General Mills Inc. is raising its earnings outlook for the year after newly acquired businesses helped lift its second-quarter profit by 22 percent.
The Minneapolis-based maker of Cheerios, Betty Crocker and Hamburger Helper said Wednesday that the addition of Yoplait Canada and Yoki Alimentos, a Brazilian food company, were among the biggest drivers for a sales increase in the quarter.
For the three months ended Nov. 25, the company earned $541.6 million, or 82 cents per share. That compares with $444.8 million, or 67 cents per share, a year earlier. Not including one-time items, the company said it earned 86 cents per share.
Total revenue rose 6 percent to $4.88 billion.
Analysts on average expected a profit of 79 cents per share on revenue of $4.88 billion, according to FactSet.
The company now expects to earn between $2.65 and $2.67 per share for the year, excluding one-time items.

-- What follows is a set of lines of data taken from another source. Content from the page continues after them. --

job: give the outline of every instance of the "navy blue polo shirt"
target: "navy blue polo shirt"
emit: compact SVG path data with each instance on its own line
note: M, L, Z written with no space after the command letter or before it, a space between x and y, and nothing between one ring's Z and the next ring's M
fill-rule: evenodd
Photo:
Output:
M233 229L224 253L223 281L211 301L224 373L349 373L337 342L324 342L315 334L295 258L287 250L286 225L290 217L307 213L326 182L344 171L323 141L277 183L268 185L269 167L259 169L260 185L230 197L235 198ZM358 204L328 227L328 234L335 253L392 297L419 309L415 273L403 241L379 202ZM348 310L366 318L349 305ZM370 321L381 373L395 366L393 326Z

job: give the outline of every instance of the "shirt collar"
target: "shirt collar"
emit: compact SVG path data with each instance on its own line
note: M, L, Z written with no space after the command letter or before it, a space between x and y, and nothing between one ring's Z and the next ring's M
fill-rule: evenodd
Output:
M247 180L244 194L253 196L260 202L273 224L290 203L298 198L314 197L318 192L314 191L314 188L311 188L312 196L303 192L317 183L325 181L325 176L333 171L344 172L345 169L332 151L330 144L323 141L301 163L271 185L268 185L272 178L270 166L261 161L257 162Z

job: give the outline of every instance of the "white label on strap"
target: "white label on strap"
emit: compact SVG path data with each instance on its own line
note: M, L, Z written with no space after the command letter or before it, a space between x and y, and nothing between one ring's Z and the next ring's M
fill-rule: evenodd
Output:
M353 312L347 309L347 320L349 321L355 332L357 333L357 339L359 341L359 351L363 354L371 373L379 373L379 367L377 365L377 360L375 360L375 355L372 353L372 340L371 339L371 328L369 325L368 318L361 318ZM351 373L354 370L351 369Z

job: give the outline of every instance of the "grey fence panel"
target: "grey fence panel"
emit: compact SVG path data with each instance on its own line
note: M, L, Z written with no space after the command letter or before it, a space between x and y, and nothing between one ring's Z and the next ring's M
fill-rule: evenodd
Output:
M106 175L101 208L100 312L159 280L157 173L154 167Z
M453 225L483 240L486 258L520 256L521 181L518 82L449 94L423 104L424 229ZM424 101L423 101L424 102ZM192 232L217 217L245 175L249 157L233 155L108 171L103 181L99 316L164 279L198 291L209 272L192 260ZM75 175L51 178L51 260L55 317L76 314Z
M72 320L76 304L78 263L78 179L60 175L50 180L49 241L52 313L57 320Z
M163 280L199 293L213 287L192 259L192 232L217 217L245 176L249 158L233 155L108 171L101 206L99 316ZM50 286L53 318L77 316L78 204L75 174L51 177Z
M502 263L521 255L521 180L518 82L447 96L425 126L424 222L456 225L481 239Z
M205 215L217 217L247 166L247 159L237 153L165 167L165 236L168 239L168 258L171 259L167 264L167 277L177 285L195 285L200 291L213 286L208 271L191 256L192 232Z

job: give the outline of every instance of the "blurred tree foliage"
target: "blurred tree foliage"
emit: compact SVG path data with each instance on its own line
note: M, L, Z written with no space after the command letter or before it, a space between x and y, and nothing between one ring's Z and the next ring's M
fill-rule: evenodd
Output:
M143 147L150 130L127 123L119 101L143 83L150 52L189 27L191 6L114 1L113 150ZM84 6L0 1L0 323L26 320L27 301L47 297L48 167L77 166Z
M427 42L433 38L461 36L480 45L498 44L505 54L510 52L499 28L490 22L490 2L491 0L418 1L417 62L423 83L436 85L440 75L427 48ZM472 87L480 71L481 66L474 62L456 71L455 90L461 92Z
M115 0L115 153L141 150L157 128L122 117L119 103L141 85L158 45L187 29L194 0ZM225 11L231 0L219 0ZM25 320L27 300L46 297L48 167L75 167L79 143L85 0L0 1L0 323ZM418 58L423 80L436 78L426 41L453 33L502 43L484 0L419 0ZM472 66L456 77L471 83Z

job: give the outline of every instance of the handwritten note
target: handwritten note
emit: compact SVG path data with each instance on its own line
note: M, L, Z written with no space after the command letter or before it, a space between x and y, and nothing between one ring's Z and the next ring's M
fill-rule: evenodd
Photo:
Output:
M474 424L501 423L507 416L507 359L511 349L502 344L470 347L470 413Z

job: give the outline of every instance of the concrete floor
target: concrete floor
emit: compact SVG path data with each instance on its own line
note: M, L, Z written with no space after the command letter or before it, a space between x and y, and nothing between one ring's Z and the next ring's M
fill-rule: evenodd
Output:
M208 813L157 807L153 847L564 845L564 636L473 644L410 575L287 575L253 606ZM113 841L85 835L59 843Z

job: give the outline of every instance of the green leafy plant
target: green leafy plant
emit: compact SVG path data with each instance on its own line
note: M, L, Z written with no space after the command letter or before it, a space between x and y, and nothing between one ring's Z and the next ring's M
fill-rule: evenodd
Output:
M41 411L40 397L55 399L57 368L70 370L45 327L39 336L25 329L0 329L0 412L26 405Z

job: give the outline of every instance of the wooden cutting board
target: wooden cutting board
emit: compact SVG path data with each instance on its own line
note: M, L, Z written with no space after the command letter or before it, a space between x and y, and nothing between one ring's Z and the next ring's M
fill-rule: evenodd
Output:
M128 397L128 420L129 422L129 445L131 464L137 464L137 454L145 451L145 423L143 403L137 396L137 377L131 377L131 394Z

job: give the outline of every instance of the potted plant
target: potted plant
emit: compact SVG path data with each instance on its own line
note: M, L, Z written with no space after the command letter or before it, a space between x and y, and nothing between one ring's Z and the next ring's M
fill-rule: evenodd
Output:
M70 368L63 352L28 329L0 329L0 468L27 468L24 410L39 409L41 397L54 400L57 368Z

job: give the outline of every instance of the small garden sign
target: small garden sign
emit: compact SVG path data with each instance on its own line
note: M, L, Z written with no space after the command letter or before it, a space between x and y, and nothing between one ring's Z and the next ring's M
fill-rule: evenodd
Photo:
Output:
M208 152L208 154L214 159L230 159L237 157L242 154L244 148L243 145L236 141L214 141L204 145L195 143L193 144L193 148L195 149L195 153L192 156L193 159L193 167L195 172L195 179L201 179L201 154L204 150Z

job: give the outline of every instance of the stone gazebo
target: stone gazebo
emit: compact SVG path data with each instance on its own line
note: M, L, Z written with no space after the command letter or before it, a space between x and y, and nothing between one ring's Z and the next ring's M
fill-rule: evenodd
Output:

It previously forecast $2.65 per share. CEO Ken Powell noted that the company has a "promising slate of new products" for its core U.S. market, as well as strong advertising and in-store merchandising.
In the U.S. retail segment, General Mills said sales rose 2 percent as increases in its snack, Small Planet organic and natural foods and meals division offset declines in Yoplait, cereals and baking products. Its international division rose 19 percent, reflecting the addition of Yoki and Yoplait Canada.
The overall increase in revenue was driven by volume growth from new businesses, which offset price declines.
Shares of General Mills rose 75 cents to $42.52 in premarket trading.